On the front end, the study proposes SGLang, a domain-specific language embedded in Python that allows expression Advanced prompt techniques, control flow, multimodality, decoding constraints and external interactions. SGLang functions can be run through various backends such as OpenAI, Anthropic, Gemini, and native models.

The throughput is increased by 5 times. The LLM interface for jointly designing the back-end system and front-end language is here.

Figure 5. Using SGLang to implement multi-dimensional article scoring.

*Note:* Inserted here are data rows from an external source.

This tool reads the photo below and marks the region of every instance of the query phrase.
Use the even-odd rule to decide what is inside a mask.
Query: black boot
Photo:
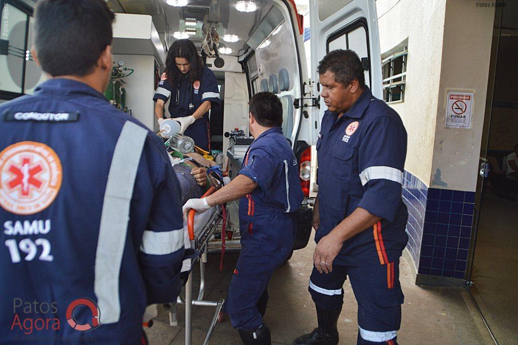
[[[269,294],[268,293],[268,286],[267,286],[265,288],[264,291],[263,292],[263,294],[261,295],[259,299],[257,300],[257,302],[255,303],[255,305],[257,307],[257,310],[259,311],[259,313],[261,314],[262,318],[264,317],[264,313],[266,312],[266,305],[268,304],[268,298],[269,296]]]
[[[264,322],[256,329],[238,329],[244,345],[271,345],[270,329]]]
[[[299,337],[294,345],[336,345],[338,343],[337,325],[342,308],[336,310],[324,310],[316,308],[319,326],[309,334]]]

Figure 5 shows a specific example. It utilizes branch-resolve-merge prompt technology to achieve multi-dimensional article scoring. This function uses LLM to assess the quality of an article along multiple dimensions, combine judgments, generate a summary, and assign a final grade. The highlighted area illustrates the use of the SGLang API. (1) fork creates multiple parallel copies of prompt. (2) gen calls LLM generation and stores the results in variables. This call is non-blocking, so it allows multiple build calls to run simultaneously in the background. (3) [variable_name] retrieves the generated results. (4) Choose to impose constraints on the generation. (5) run executes the SGLang function using its parameters.

Given such an SGLang program, we can either execute it through the interpreter or trace it as a data flow graph and run it using a graph executor. The latter case opens up space for some potential compiler optimizations, such as code movement, instruction selection, and automatic tuning.

SGLang's syntax is heavily inspired by Guidance and introduces new primitives, also handling in-procedural parallelism and batch processing. All these new features contribute to SGLang's excellent performance.

Benchmarking

The research team tested its system on common LLM workloads and reported the achieved throughput.

Specifically, the study tested Llama-7B on 1 NVIDIA A10G GPU (24GB) and Mixtral-8x7B on 8 NVIDIA A10G GPUs with tensor parallelism using FP16 accuracy. And use vllm v0.2.5, guidance v0.1.8 and Hugging Face TGI v1.3.0 as baseline systems.

As shown in Figures 1 and 2, SGLang outperforms the baseline system in all benchmarks, achieving a 5x improvement in throughput. It also performs well in terms of latency, especially for first token latency, where prefix cache hits can bring significant benefits. These improvements are attributed to RadixAttention's automatic KV cache reuse, the in-program parallelism enabled by the interpreter, and the co-design of front-end and back-end systems. Additionally, ablation studies show that there is no significant overhead that results in RadixAttention always being enabled at runtime, even when there are no cache hits.